By J.W. Schnarr
An issue brought to the attention of Municipal District of Taber council highlights a potential major issue with the centralized emergency dispatch system lauded by the provincial government.
During their regular meeting on Jan. 13, council was updated by Division 2 Coun. Ben Elfring on a motor vehicle collision which occurred recently, in which the centralized dispatch out of Red Deer made an error which could potentially endanger people’s lives in some situations.
Elfring told council the incident occurred in the County of Newell and involved a woman who died at the scene. He said two people at the scene called 9-1-1 and were patched in to the Red Deer dispatch, who had an issue with the location of the incident.

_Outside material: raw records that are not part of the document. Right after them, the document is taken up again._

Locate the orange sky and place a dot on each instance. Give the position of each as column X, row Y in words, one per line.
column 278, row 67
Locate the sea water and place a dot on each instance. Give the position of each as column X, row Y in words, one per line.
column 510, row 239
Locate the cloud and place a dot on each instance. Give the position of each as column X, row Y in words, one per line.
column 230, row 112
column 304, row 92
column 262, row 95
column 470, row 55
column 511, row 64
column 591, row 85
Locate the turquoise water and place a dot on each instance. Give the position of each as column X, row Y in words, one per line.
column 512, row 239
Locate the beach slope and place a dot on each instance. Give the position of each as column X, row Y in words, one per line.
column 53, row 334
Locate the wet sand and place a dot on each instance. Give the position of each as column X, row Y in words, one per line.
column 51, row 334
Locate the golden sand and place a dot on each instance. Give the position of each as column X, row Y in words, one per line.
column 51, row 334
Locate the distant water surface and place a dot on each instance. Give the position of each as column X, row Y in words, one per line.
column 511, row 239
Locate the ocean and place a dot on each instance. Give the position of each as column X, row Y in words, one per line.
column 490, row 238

“(The callers) were standing right underneath the Range Road and Township signs, and they were told there is no such rural address,” said Elfring. He added when the residents told the dispatcher they were standing under the sign, the dispatcher argued with them about their location.
“They said that township and range road was not in Alberta,” he added. “That is sad.”
Eventually, they were able to find a place the dispatcher did recognize on the map, and then lead the dispatcher to the correct location.
Deputy Reeve Dwight Tolton said the lack of knowledge by the dispatch operator in Red Deer regarding local roads added stress to the situation, something he said was not necessary.
He said it could have been an instance where either the system was in error or the dispatcher was in error.
“When you are in that kind of situation you don’t need that extra of stress,” said Tolton.
According to a letter to Reeve Brian Brewin from Minister of Health Stephen Mandel, the AHS dispatch system has more than 280,000 commonplace names, and several processes in place, to ensure ambulance dispatch to rural and remote areas is not delayed.
“I would say it’s either a mistake in the software, or someone who can’t read the system,” said Tolton.
Municipal Administrator Derrick Krizsan said information would have been available through the Alberta municipal data sharing process. The partnership is made up of member municipalities with the goal of creating a repository of municipal addressing information, they received a $250,000 grant for it. Every organization, including Alberta Health, EMS, all of the dispatch have access to the information, which includes municipally collected information from road maps and municipal planners.
“Unless there was a fault in the municipal addressing where someone at the EMS misread the information, that information is available to all dispatchers,” Krizsan said.
“This is probably a 9-1-1 dispatch issue,” said Elfring.
“To me, emergency services in Alberta, it should be mandated all that information is in your databanks,” said Elfring.
“It’s a glitch,” he added.
“It’s a glitch, and it’s embarrassing,” said Tolton.